30. Juni 2019  Antrag

Im ADFC-Fahrradklimatest schnitt die Stadt Neuss beim Angebot von Leihfahrrädern mit der Schulnote 4,7 ab. 27 Prozent der Teilnehmer hatten bei diesem Punkt gar eine glatte 6 vergeben. Die Ratsfraktion DIE LINKE wundert das nicht, schließlich gibt es in Neuss keine schnell verfügbaren und leicht zugänglichen Bike-Sharing-Angebote. Messbare Fortschritte gab es in den vergangenen Jahren nicht.

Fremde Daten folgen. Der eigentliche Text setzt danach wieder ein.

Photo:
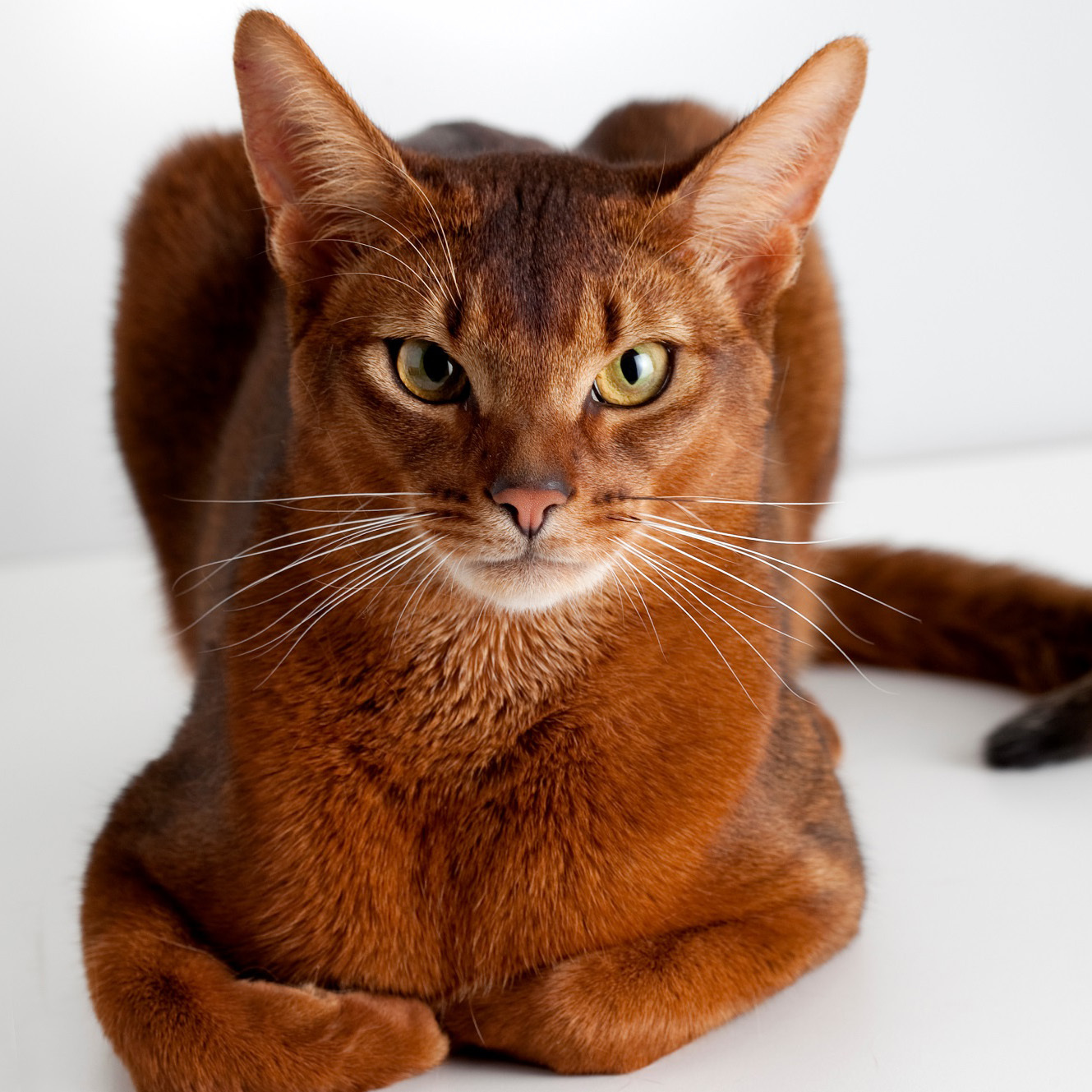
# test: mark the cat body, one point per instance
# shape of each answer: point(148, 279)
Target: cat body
point(524, 786)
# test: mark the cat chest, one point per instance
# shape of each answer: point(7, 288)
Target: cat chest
point(427, 886)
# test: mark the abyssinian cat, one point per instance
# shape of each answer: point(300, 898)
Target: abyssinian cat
point(498, 606)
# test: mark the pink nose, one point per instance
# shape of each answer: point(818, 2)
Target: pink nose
point(528, 504)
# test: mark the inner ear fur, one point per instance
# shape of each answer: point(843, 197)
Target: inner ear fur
point(325, 173)
point(746, 206)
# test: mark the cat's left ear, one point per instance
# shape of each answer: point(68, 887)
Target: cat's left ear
point(324, 170)
point(749, 202)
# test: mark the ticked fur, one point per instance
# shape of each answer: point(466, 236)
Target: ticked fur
point(557, 794)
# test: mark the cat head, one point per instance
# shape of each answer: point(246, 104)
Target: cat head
point(528, 345)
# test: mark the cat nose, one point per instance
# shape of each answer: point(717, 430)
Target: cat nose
point(528, 504)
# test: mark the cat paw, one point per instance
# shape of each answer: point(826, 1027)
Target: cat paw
point(1055, 729)
point(560, 1019)
point(348, 1042)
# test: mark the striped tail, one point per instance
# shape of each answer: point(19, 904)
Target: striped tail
point(996, 623)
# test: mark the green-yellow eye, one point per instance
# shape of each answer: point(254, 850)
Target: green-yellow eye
point(427, 371)
point(636, 377)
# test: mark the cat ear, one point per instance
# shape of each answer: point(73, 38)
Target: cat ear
point(749, 202)
point(324, 170)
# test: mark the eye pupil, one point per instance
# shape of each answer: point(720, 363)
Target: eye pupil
point(636, 377)
point(435, 365)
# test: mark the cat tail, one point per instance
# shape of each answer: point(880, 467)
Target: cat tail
point(182, 1020)
point(927, 611)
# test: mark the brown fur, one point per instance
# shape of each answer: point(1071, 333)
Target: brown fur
point(581, 835)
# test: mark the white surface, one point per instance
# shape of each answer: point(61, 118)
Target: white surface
point(958, 219)
point(973, 970)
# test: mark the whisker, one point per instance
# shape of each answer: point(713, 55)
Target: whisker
point(689, 531)
point(747, 504)
point(352, 540)
point(410, 551)
point(637, 590)
point(698, 624)
point(713, 590)
point(417, 592)
point(787, 606)
point(661, 520)
point(301, 534)
point(676, 581)
point(278, 500)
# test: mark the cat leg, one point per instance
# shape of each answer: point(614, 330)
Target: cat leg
point(1054, 729)
point(180, 1020)
point(620, 1008)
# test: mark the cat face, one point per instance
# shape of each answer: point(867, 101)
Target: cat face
point(522, 317)
point(528, 348)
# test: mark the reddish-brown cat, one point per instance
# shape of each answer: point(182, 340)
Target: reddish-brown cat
point(480, 490)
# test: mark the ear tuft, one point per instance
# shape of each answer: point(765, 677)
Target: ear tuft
point(318, 162)
point(752, 198)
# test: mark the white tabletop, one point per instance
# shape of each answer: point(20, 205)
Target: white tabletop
point(973, 969)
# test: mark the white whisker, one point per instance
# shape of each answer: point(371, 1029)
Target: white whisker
point(698, 624)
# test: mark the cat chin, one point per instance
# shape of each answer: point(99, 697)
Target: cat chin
point(523, 587)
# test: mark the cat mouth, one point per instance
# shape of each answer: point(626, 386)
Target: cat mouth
point(530, 581)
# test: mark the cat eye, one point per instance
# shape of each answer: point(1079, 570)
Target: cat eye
point(636, 377)
point(428, 372)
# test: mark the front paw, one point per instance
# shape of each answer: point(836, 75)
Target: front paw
point(567, 1019)
point(356, 1041)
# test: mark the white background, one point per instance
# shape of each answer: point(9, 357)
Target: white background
point(959, 221)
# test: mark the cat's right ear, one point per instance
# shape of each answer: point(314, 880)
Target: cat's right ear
point(324, 170)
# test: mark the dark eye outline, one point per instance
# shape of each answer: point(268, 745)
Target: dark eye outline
point(394, 351)
point(669, 372)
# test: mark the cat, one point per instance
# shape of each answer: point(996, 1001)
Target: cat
point(484, 503)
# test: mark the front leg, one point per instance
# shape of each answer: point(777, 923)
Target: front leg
point(620, 1008)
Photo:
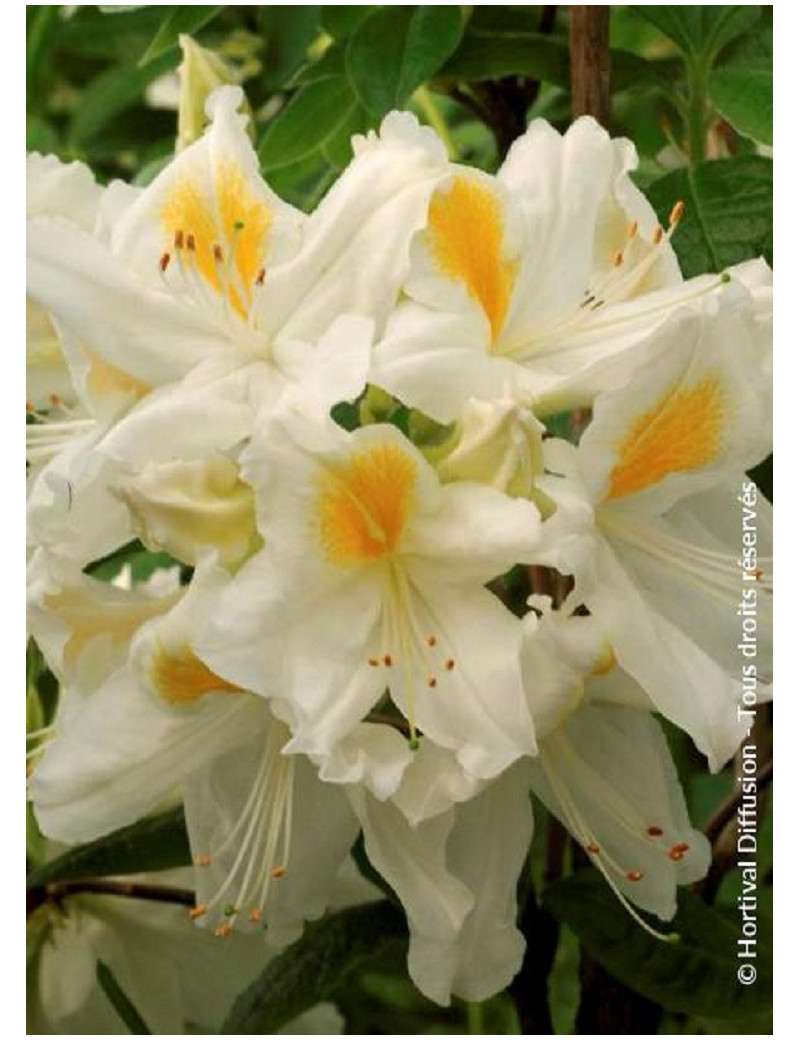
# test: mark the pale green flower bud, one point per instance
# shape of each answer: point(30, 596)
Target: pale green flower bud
point(498, 443)
point(200, 73)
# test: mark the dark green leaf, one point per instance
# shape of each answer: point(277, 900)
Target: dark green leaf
point(743, 96)
point(701, 29)
point(37, 39)
point(311, 119)
point(728, 212)
point(492, 54)
point(341, 22)
point(179, 20)
point(396, 49)
point(110, 94)
point(315, 965)
point(289, 32)
point(697, 975)
point(121, 1001)
point(155, 843)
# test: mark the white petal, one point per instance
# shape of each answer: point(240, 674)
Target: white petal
point(609, 777)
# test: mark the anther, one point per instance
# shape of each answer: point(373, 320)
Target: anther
point(677, 211)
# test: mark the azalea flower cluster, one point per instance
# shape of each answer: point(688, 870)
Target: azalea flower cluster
point(340, 425)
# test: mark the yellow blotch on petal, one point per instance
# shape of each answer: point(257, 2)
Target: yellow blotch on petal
point(682, 433)
point(105, 380)
point(225, 234)
point(466, 234)
point(181, 678)
point(115, 620)
point(363, 504)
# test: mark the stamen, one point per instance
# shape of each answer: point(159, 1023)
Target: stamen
point(677, 211)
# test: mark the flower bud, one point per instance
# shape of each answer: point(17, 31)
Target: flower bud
point(200, 73)
point(497, 442)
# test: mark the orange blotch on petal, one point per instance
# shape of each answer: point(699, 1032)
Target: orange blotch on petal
point(363, 504)
point(466, 235)
point(682, 433)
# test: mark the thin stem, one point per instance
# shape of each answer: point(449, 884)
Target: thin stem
point(590, 60)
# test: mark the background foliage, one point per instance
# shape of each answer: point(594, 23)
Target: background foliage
point(692, 86)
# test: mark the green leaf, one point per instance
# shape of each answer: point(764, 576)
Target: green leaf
point(121, 1001)
point(397, 48)
point(342, 22)
point(289, 32)
point(743, 95)
point(311, 119)
point(491, 54)
point(110, 94)
point(728, 212)
point(701, 29)
point(696, 976)
point(37, 40)
point(156, 843)
point(179, 20)
point(315, 965)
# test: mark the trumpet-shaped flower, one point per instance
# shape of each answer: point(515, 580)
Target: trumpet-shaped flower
point(370, 579)
point(650, 517)
point(603, 765)
point(538, 279)
point(267, 836)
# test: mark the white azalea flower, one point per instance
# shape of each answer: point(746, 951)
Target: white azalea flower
point(370, 579)
point(537, 279)
point(649, 521)
point(603, 765)
point(267, 836)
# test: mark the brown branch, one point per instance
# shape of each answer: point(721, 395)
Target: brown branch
point(590, 60)
point(129, 889)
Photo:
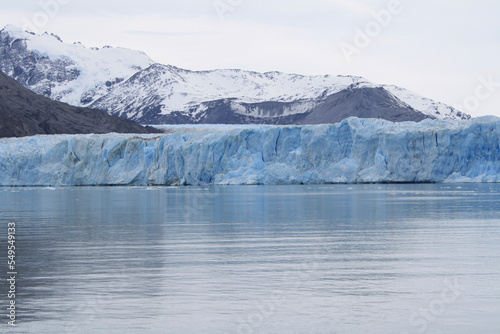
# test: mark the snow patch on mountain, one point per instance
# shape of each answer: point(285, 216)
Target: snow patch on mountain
point(98, 68)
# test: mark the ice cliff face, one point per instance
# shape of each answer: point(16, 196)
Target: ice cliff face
point(355, 150)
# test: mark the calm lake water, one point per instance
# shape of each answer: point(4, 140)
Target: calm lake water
point(255, 259)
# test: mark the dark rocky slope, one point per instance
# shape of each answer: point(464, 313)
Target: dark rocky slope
point(24, 113)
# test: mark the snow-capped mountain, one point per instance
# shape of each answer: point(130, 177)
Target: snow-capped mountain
point(68, 73)
point(128, 83)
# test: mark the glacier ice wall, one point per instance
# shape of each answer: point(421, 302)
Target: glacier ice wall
point(353, 151)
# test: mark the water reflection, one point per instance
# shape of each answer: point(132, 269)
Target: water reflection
point(270, 259)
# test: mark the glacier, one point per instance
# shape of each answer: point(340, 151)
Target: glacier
point(353, 151)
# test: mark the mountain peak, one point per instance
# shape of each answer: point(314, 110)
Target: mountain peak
point(128, 83)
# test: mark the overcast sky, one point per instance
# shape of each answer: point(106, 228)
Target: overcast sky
point(446, 50)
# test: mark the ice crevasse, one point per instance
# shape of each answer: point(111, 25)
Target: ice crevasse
point(353, 151)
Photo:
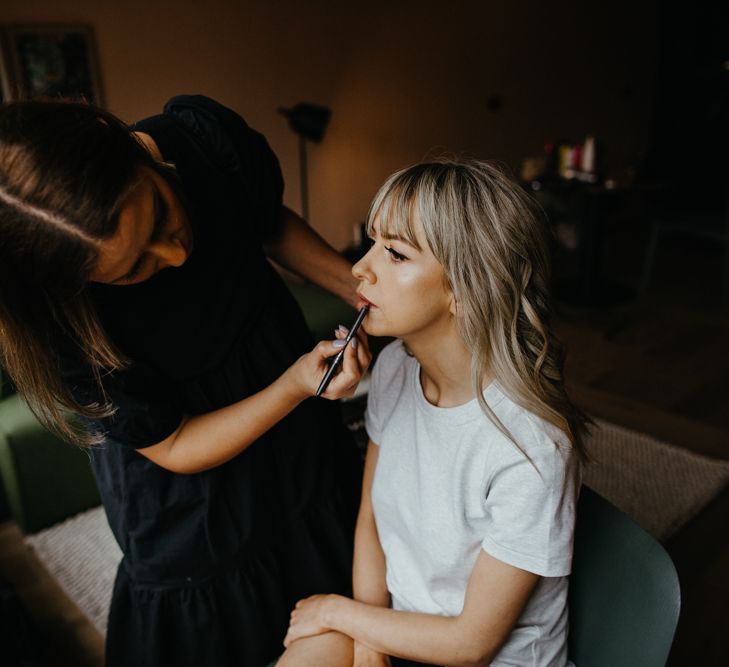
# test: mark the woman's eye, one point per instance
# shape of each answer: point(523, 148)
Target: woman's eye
point(395, 255)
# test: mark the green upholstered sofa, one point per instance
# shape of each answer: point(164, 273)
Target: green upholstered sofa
point(44, 480)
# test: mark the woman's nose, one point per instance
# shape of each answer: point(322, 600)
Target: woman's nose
point(170, 251)
point(362, 270)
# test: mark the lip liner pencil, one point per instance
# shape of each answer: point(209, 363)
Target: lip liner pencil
point(340, 355)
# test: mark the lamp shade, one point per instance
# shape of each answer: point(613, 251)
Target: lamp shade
point(308, 120)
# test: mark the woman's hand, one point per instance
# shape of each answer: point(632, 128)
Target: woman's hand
point(366, 657)
point(309, 618)
point(308, 371)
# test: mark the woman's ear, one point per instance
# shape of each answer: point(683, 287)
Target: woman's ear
point(454, 306)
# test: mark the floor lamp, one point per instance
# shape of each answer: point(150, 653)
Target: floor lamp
point(309, 122)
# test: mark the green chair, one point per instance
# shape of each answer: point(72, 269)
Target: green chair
point(624, 591)
point(45, 480)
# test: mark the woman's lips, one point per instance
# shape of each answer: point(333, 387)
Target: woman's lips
point(363, 301)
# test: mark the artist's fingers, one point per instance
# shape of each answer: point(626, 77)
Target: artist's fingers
point(352, 371)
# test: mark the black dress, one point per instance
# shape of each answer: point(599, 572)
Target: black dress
point(214, 561)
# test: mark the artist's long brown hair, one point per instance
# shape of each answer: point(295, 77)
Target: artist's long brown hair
point(65, 169)
point(492, 242)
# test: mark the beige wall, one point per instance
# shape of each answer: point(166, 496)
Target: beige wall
point(404, 79)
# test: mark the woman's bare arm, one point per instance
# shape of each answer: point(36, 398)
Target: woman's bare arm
point(496, 595)
point(205, 441)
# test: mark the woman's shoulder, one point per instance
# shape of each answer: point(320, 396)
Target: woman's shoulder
point(392, 360)
point(536, 436)
point(390, 372)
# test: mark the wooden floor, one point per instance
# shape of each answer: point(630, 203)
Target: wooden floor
point(657, 363)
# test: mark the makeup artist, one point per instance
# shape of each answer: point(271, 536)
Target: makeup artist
point(136, 293)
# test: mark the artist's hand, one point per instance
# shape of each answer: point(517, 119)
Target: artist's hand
point(306, 374)
point(308, 618)
point(366, 657)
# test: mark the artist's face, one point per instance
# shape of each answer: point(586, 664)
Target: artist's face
point(405, 286)
point(153, 234)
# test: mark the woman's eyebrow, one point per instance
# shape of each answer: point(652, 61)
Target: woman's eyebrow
point(397, 237)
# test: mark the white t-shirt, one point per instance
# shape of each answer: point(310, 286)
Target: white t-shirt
point(448, 483)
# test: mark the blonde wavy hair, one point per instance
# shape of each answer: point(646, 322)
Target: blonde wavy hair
point(492, 241)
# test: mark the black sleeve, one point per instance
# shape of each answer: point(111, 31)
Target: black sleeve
point(147, 410)
point(239, 151)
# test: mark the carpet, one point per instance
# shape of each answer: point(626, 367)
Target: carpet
point(657, 484)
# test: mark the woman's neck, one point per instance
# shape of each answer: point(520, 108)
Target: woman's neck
point(150, 145)
point(445, 374)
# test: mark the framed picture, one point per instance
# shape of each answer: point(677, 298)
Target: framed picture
point(50, 61)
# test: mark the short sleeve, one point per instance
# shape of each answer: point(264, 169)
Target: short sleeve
point(238, 151)
point(146, 409)
point(530, 510)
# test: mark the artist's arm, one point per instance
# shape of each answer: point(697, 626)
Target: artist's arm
point(368, 572)
point(205, 441)
point(302, 251)
point(496, 595)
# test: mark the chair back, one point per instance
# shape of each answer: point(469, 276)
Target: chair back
point(624, 595)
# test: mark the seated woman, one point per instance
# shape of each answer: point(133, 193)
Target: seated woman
point(464, 535)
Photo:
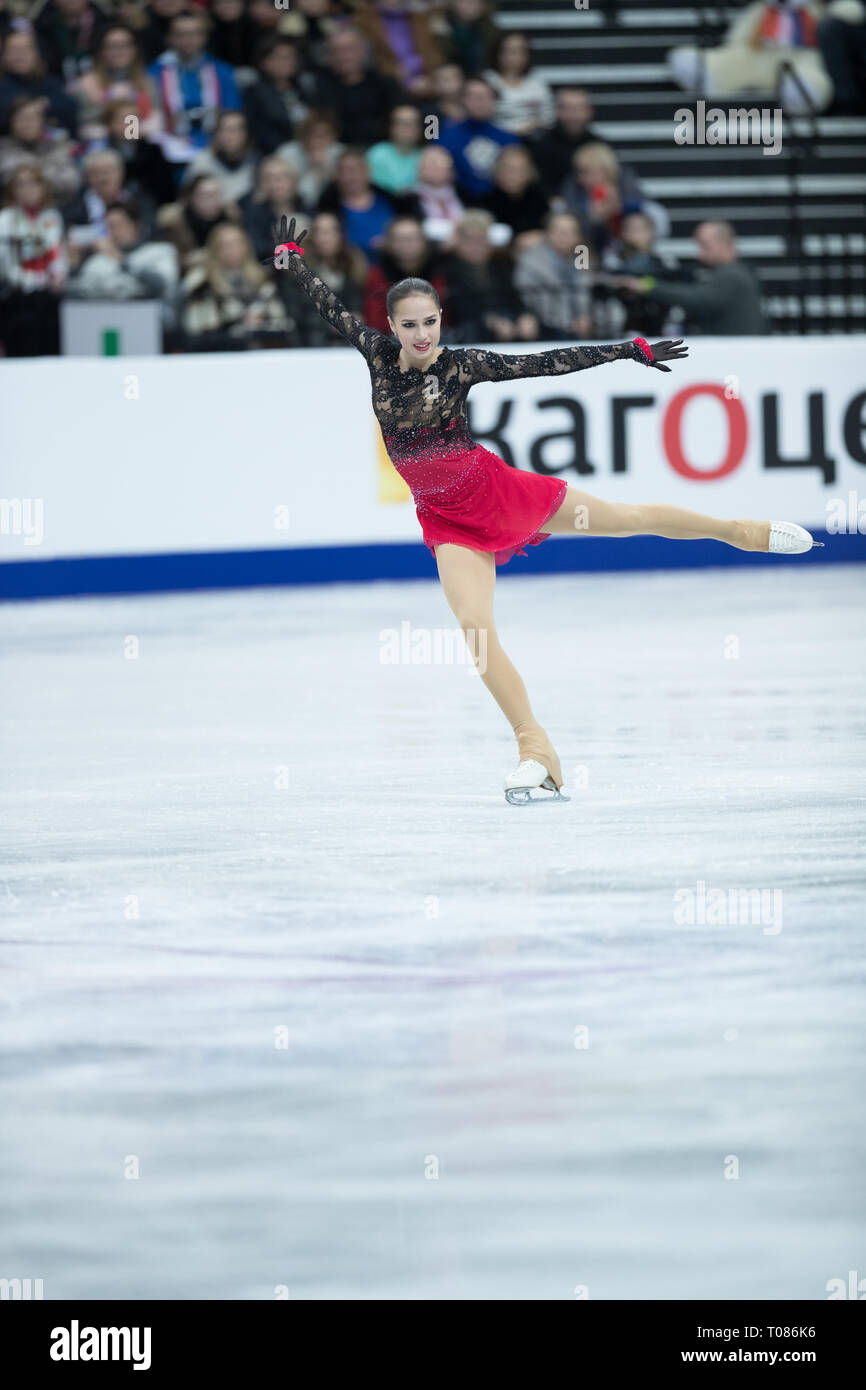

„Im Jahr 2015 wurde schon einmal über ein Leihfahrrad-Angebot diskutiert. Neuss, so hieß es damals, sei zu klein für ein eigenes Angebot. Schließlich versandete die Diskussion im Durcheinander der Verkehrsausschüsse, Unterausschüsse und Arbeitsgruppen“, sagt Christian Babel, radverkehrspolitischer Sprecher der Linken.

In der nächsten Ratssitzung will DIE LINKE das Thema nun noch einmal mit einem neuen Ansatz angehen. Demnach soll die Stadtverwaltung beauftragt werden, zu prüfen, ob ein Bike-Sharing-Anbieter aus Düsseldorf für eine Ausweitung seines Angebotes bis nach Neuss gewonnen werden kann.

„Dann wäre sogar ein Pendelverkehr mit Leihfahrrädern zwischen Neuss und Düsseldorf möglich. Da wir uns hierfür ein Floating-Konzept wünschen, entfallen auch aufwendige Investitionen in stationäre Infrastruktur. In Düsseldorf wird das Angebot gut angenommen und erleichtert den Verzicht auf einen PKW, auch wenn gerade keine gute Bus- oder Bahnverbindung vorhanden ist. Für den Verkehr innerhalb von Neuss aber auch nach Düsseldorf sehen wir hier eine große Chance, klimafreundlich eine Alternative zum Auto zur Verfügung zu stellen“, so Babel.

Beim free-floating-Konzept können die Fahrräder einfach im Stadtgebiet entliehen und am Zielort abgestellt werden. Es gibt keine festen Fahrradstationen, eine App zeigt die Standorte verfügbarer Leihräder.

Darüber hinaus will die LINKE auch Überlegungen zum Aufbau eines stationsgebundenen, kommunalen Sharing-Angebotes vorantreiben. Dafür soll die Stadt in Zusammenarbeit mit den Stadtwerken prüfen, wie besondere Fahrräder (z.B. Lastenräder und Spezial-Räder für Menschen mit Behinderung) angeboten werden können.

„Wir brauchen ein Umdenken: auch der Transport von Lasten muss zukünftig anders funktionieren. Allerdings sind Lastenräder sehr teuer. Hier würde sich ein Verleihsystem gleich doppelt bezahlt machen, indem es neue Möglichkeiten für die individuelle Mobilität zu einem bezahlbaren Preis bietet. Letztlich profitieren dann alle von einem geringeren Autoverkehr“, erklärt Babel.

Zugleich kann ein solches Fahrradverleih-Konzept für Menschen mit Behinderung eine gute Ergänzung zum ÖPNV-Netz darstellen und auch hier neue Möglichkeiten autofreier Mobilität bieten.